In parte provengo da una famiglia ebrea fuggita dai pogrom in Polonia. Nella tradizione ebraica dell'Europa centrale esiste un certo timore nei confronti delle chiese o delle festività cristiane da cui sono partite molte spedizioni contro gli ebrei. Durante la vigilia di Natale studiamo per stare attenti. Quindi, da bambino, non ero abituato ad entrare nelle chiese, soprattutto nella cattedrale. Crescendo, ho superato questa apprensione e, come sindaco, mi reco spesso nelle chiese per inaugurare la fine di una ristrutturazione, assistere a un concerto o a una cerimonia, come è avvenuto per l'insediamento del precedente arcivescovo di Parigi, mons. Michel Aupetit, a Notre-Dame.

Hai già avuto l'opportunità di visitare la cattedrale rinnovata. Qual è stata la tua emozione?

AW: La cattedrale è abbagliante e splendidamente restaurata. Sono entrato lì per l'ultima volta all'inizio di novembre e poi ho pensato a quella notte dell'incendio. Verso l'una di notte, quando abbiamo saputo che l'incendio era sotto controllo, siamo entrati nella cattedrale insieme al Presidente della Repubblica e al sindaco di Parigi. Scavalchiamo le tubature, c'è cenere ovunque… Lo scontro tra queste due visioni è inquietante. Non possiamo fare a meno di provare qualcosa di un po' miracoloso.

Per tutti, penso che sarà anche un'esperienza sorprendente perché Notre Dame era, molto prima dell'incendio, una certa oscurità. Anche questo si adatta bene al romanzo di Victor Hugo, il che lo rende un luogo alquanto inquietante. Un monumento terribile, addirittura. Là, vedrai, è davvero molto, molto pulito, soprattutto i muri che hanno ripreso il loro colore dorato. Ma col tempo patinerà.
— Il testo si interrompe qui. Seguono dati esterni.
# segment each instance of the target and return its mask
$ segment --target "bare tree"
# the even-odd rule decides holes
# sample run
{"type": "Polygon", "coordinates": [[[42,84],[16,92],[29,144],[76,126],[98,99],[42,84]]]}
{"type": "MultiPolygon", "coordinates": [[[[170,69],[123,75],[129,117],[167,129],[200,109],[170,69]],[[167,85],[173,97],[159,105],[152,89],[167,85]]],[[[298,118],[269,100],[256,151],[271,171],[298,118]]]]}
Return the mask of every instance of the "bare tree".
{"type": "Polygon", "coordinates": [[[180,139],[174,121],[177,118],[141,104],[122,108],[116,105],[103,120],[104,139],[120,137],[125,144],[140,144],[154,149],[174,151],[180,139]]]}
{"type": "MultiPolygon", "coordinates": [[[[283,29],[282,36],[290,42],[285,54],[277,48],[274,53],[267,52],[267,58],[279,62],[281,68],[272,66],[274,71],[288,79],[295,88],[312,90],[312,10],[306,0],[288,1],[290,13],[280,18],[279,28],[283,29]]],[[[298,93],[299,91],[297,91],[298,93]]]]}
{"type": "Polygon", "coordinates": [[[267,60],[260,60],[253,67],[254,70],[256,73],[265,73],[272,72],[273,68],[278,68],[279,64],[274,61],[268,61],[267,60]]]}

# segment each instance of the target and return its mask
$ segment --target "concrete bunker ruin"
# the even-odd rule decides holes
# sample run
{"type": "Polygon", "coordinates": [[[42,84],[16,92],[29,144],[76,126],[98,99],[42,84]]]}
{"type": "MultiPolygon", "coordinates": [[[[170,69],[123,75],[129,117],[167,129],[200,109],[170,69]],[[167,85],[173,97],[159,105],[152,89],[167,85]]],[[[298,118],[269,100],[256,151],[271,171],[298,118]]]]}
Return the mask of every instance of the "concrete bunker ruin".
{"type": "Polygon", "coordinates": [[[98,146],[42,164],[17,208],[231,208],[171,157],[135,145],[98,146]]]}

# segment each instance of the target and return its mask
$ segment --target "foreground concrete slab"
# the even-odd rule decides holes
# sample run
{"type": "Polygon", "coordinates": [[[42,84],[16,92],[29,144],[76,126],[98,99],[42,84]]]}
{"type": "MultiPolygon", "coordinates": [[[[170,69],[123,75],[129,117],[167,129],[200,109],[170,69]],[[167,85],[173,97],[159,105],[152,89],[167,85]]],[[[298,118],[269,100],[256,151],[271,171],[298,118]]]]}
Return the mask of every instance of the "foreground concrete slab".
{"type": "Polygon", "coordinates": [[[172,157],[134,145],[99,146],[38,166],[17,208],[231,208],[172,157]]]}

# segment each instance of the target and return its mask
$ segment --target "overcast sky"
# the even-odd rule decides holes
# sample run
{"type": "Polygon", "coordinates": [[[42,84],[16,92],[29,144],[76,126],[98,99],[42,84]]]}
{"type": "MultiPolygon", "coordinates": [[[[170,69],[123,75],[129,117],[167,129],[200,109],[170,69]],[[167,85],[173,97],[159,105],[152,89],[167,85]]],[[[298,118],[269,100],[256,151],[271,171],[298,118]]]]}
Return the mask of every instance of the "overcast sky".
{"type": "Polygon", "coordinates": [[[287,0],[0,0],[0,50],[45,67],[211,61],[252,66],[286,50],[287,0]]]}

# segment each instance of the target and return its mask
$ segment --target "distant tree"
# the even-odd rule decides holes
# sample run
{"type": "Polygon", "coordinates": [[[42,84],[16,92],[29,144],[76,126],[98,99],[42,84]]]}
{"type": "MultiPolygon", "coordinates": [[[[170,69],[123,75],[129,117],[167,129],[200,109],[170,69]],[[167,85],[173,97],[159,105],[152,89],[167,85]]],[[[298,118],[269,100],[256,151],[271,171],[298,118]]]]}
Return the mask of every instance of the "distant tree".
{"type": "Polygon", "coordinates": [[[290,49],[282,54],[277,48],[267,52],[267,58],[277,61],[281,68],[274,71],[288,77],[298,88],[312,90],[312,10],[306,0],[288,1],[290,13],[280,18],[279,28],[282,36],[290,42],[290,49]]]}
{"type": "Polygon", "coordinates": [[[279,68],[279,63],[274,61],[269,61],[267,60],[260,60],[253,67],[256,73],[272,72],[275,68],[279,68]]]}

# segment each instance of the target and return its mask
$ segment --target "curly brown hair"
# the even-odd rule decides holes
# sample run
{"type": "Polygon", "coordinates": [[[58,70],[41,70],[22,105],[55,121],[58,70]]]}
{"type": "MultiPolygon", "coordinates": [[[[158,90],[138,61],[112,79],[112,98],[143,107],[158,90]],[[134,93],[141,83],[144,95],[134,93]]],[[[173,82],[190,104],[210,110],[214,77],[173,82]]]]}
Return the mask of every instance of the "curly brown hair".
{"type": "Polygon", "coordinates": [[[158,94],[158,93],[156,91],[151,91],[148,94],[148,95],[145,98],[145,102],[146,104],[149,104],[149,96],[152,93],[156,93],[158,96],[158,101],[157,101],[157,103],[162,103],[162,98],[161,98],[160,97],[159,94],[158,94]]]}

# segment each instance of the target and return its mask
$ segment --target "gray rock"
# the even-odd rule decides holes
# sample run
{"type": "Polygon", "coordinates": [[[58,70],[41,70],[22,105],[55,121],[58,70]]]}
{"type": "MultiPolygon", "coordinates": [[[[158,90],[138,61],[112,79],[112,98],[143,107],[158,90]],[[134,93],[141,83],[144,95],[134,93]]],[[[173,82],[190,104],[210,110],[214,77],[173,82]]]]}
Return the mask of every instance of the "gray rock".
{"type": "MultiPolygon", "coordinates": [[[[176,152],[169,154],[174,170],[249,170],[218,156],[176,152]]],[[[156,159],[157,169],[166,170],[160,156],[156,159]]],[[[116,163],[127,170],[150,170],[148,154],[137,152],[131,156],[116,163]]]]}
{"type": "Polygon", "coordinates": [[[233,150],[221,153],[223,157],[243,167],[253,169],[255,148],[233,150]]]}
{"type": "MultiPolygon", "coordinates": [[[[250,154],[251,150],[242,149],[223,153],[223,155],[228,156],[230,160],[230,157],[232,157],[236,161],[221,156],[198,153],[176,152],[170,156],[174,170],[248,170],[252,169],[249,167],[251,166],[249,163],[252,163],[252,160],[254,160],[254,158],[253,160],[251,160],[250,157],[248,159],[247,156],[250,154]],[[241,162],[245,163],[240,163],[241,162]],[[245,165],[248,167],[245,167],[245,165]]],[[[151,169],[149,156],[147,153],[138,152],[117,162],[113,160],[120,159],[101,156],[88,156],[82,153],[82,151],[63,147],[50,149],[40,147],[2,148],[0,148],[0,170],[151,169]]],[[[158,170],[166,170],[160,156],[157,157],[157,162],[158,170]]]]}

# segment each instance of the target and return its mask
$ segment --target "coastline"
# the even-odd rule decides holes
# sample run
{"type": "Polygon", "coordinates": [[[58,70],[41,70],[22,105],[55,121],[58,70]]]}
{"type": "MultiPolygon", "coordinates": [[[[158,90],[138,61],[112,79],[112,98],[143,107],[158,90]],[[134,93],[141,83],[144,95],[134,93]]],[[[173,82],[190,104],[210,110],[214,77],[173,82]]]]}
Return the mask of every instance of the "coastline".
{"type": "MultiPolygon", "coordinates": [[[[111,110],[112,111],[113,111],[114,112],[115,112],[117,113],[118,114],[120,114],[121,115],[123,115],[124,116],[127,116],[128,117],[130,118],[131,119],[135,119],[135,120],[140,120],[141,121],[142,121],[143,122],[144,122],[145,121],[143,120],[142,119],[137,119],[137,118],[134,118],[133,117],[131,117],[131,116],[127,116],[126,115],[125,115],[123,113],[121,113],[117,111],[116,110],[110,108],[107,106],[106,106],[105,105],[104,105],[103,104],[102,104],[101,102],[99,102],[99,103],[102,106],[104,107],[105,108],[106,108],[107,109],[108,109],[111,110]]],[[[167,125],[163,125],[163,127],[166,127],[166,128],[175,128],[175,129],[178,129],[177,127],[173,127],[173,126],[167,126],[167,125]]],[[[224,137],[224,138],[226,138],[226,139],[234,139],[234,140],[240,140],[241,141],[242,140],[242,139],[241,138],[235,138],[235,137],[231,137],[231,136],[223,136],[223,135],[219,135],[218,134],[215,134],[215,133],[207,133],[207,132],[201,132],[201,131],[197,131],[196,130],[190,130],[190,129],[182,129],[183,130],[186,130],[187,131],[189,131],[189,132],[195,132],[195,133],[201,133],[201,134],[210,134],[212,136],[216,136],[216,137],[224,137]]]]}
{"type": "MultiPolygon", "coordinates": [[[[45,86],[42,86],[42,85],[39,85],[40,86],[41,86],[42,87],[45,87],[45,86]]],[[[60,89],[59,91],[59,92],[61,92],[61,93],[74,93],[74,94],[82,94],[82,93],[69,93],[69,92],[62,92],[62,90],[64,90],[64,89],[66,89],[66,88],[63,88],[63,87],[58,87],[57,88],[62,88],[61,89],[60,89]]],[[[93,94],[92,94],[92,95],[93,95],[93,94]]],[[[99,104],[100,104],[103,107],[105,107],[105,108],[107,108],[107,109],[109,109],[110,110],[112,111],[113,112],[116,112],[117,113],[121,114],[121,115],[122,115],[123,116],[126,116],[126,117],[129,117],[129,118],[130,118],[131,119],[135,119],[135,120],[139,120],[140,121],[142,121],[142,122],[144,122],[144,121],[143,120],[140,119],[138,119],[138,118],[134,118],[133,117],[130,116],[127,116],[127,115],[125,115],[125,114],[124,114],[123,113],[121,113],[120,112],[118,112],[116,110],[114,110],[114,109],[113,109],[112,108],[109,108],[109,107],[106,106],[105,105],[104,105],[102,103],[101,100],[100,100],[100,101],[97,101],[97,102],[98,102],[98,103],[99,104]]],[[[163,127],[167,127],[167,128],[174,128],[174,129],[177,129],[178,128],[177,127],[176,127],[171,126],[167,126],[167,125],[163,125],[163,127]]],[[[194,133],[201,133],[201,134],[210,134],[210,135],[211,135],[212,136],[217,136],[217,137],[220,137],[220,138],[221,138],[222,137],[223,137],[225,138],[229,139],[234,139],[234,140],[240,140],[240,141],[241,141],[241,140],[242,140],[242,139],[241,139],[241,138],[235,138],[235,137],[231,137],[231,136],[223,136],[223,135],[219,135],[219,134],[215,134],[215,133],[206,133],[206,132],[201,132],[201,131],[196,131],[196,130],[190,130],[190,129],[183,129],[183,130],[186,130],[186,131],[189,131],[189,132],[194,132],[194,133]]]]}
La sfida della ricostruzione è stata vinta grazie ad una forma di sacra unione di tutte le autorità?

AW: All'inizio c'erano naturalmente delle tensioni. Ho dovuto intervenire molto insieme alla prefettura, perché ogni amministrazione agisce secondo le proprie questioni di sanità pubblica, di sicurezza o di patrimonio. Poi siamo riusciti a imporre un quadro di coordinamento con l’istituzione pubblica che è stato molto efficace. In effetti, quello che è successo con Notre Dame è stato un po’ quello che abbiamo vissuto per i Giochi Olimpici e Paralimpici. Lo spirito di armonia ci ha guidato.